Find the value for the matrix $ \left[ {\begin{array}{*{20}{c}}
{ - 1}&4&2
\end{array}} \right]\left[ {\begin{array}{*{20}{c}}
5\\
1\\
3
\end{array}} \right] $ .

Answer 1

Hint: When we are multiplying two matrices, then first, multiply the first row with the first column and substitute in the first. Now, multiply the first row with the second column and substitute the in the second. Multiply the second row with the first column and substitute in three and multiply the second row with the second column to substitute the obtained value in the fourth.

Complete step-by-step answer:
Given:
The matrix is $ \left[ {\begin{array}{*{20}{c}}
{ - 1}&4&2
\end{array}} \right]\left[ {\begin{array}{*{20}{c}}
5\\
1\\
3
\end{array}} \right] $ .

We know that for the multiplication of matrices the number of columns of the first matrix must be equal to the number of rows of the second matrix. Then after multiplication the resultant matrix will have the same number of rows as the first matrix and the same number of columns as the second matrix.
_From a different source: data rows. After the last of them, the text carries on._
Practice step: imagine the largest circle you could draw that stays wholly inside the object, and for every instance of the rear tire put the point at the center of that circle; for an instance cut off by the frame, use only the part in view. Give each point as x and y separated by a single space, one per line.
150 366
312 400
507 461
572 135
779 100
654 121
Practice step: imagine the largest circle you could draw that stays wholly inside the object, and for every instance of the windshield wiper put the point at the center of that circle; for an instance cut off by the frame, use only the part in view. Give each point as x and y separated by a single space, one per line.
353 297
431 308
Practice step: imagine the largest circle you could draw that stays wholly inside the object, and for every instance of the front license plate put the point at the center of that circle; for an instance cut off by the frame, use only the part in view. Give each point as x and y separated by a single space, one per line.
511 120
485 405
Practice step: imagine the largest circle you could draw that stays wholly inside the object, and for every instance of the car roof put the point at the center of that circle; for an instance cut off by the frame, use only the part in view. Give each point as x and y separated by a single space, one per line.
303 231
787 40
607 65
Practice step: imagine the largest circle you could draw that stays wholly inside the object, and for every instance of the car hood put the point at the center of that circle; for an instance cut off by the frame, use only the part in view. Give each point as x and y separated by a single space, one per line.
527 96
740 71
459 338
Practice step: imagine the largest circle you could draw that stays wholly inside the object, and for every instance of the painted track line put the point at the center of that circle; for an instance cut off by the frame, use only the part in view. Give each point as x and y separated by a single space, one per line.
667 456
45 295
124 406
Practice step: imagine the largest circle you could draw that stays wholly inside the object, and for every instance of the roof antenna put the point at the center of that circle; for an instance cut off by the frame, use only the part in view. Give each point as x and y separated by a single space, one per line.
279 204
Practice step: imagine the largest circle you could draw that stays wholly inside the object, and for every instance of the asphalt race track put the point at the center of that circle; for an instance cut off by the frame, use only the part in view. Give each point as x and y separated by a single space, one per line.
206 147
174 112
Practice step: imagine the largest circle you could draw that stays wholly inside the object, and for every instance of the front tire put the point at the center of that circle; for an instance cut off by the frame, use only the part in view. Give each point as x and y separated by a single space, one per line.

The multiplication is a binary operation.

Here, In our problem, the first matrix is $ 1 \times 3 $ and the second matrix is $ 3 \times 1 $ .
Then after multiplication we get the matrix is $ \left( {1 \times 3} \right) \times \left( {3 \times 1} \right) \to 1 \times 1 $ .
If the two matrices are of the form $ m \times n $ and $ p \times k $ .
We can multiply matrices only when $ n = p $ .
In the multiplication of the matrix we will first multiply $ - 1 $ with $ 5 $ and add with the product of $ 4 $ and $ 1 $ . Then add the product of the $ 2 $ and $ 3 $ .

Therefore, the product for the given matrix $ \left[ {\begin{array}{*{20}{c}}
{ - 1}&4&2
\end{array}} \right]\left[ {\begin{array}{*{20}{c}}
5\\
1\\
3
\end{array}} \right] $ is $ \left[ {\begin{array}{*{20}{c}}
{ - 1}&4&2
\end{array}} \right]\left[ {\begin{array}{*{20}{c}}
5\\
1\\
3
\end{array}} \right] = \left[ { - 5 + 4 + 6} \right] = \left[ 5 \right] $ .
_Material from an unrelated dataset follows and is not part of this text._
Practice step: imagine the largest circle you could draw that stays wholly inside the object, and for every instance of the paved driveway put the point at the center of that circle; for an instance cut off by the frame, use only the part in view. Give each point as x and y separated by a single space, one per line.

Therefore, the value for the product of two matrices is $ 5 $ .

Note: If one of the matrices have rows as $ m $ and column as $ n $ and the other matrix is of the matrix which is having rows as $ k $ and column as $ p $ . If $ k \ne n $ then we cannot multiply two matrices. If $ k = n $ then we can multiply the two matrices.